# taz.de -- Zukunft der Theater: Eine Blaupause gibt es nicht
       
       > Im Deutschen Architekturmuseum Frankfurt untersucht eine Ausstellung die
       > Zukunft der Theaterbauten. Sie vergleicht teure mit gelungenen Fällen.
       
 (IMG) Bild: Im Operaparken in Kopenhagen von Cobe Architects kann man sogar auf dem Steg sitzen und schwimmen gehen
       
       Vor gut zehn Tagen drang an die Öffentlichkeit, dass die Sanierung des
       Opernhauses in Stuttgart noch erheblich teurer werden soll als die
       ursprünglich veranschlagte 1 Milliarde Euro. Zuerst berichtete der SWR „aus
       Insiderkreisen“, dass die Sanierung zwischen 1,5 und 2 Milliarden Euro
       kosten könnte, außerdem werde das Bauvorhaben „nach neuesten Erkenntnissen“
       erst im Jahr 2044 fertig – vier Jahre später als geplant.
       
       An fatale Nachrichten dieser Art ist man in Deutschland bereits gewöhnt.

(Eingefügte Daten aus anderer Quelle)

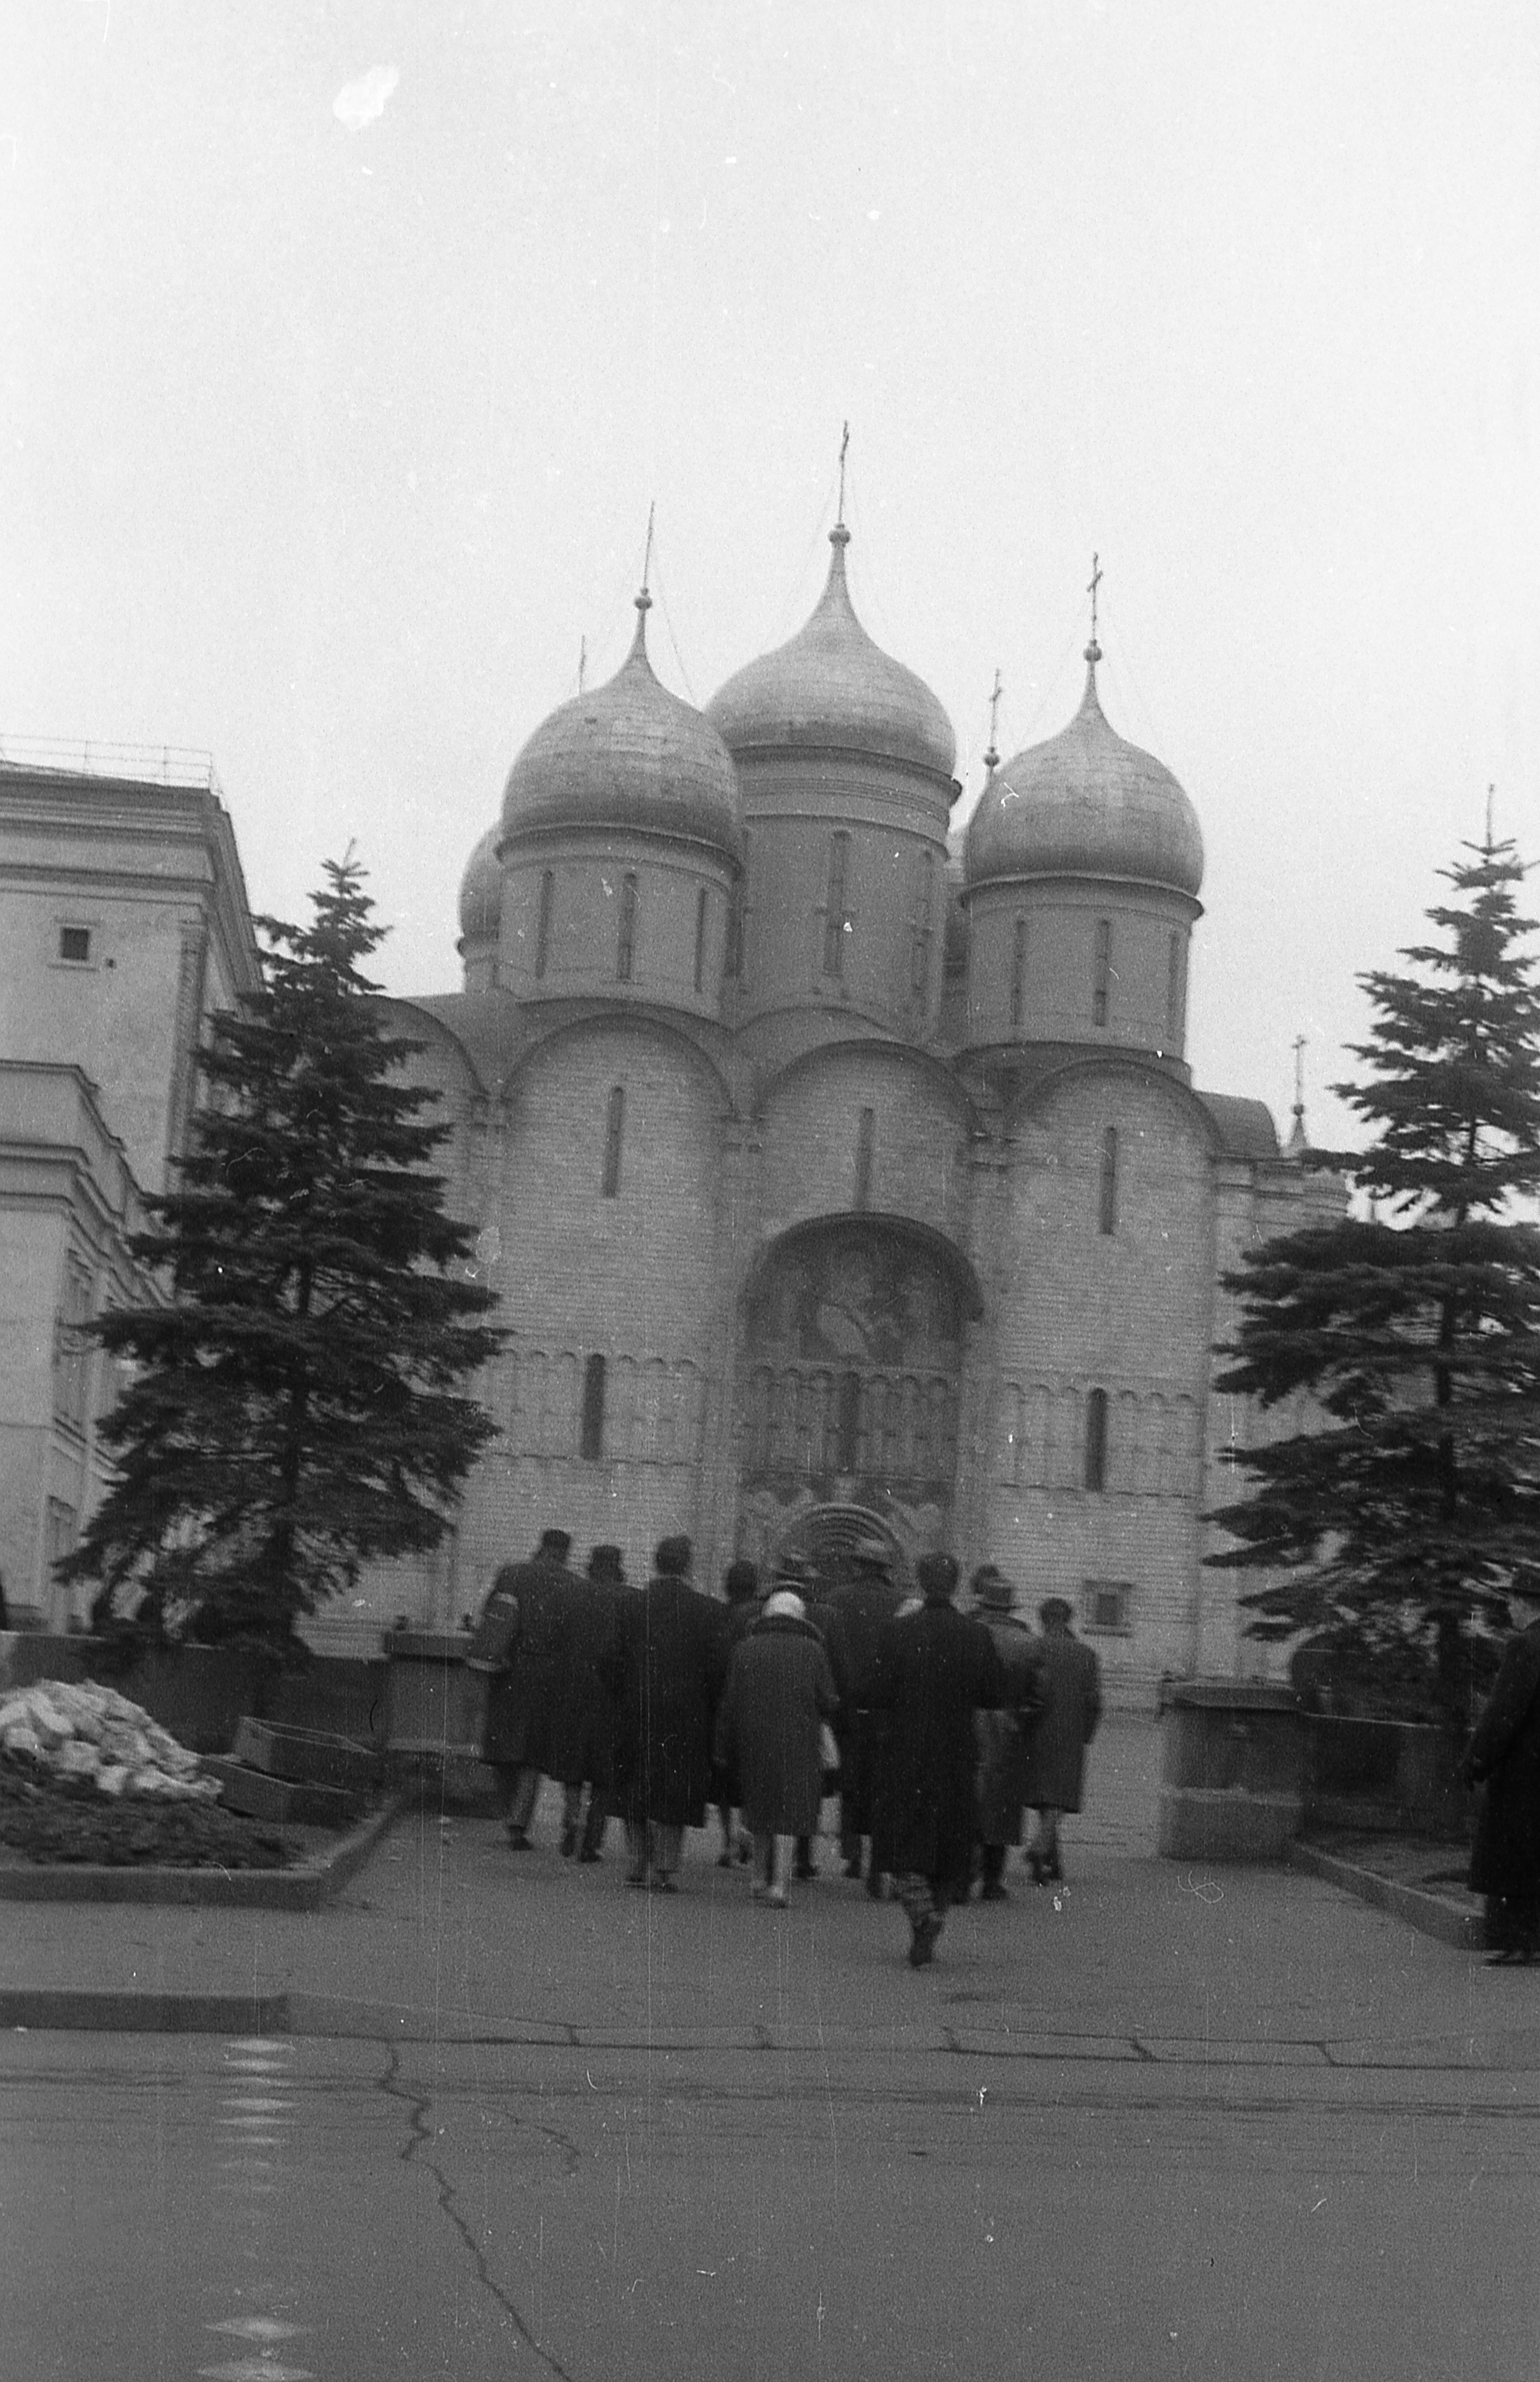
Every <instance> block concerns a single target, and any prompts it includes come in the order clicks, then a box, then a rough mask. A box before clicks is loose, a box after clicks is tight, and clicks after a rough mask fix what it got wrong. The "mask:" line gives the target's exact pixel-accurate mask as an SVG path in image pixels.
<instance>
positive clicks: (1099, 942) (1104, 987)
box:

       Nicht nur spektakuläre Großbauten (Stuttgart21, BER, Elbphilharmonie et
       cetera) laufen aus dem Ruder, auch und gerade Sanierungen im Bestand bergen
       schwer kalkulierbare Risiken.
       
       So läuft die [1][Sanierungskrise der Kölner Oper] bereits in einer
       Dauerschleife. Das Haus am Offenbachplatz aus den 1960er Jahren sollte
       bereits 2015 wiedereröffnet werden, der Termin wurde nach etlichen, jeweils
       kurzfristig bekannt gegebenen Verschiebungen kürzlich auf einen
       unbestimmten Zeitpunkt verschoben.
       
       ## Sanierungskrise der Kölner Oper
       
       Auch dort zirkuliert mittlerweile eine Zahl von 1,5 Milliarden Euro,
       woraufhin die SPD kürzlich einen Antrag auf sofortigen Baustopp an der Oper
       stellte. Kulturbauten werden mehr als andere Bauvorhaben schnell zum
       Politikum, auch weil die dem Populismus zugeneigte Politik dem wachsenden
       Legitimationsdruck auf Institutionen der sogenannten Hochkultur gern
       nachgibt.
       
       „Das klingt nach Selbstmord aus Verzweiflung“, sagt Yorck Förster zum
       Kölner Fall, Kurator der Ausstellung „Ganz große Oper – viel mehr Theater?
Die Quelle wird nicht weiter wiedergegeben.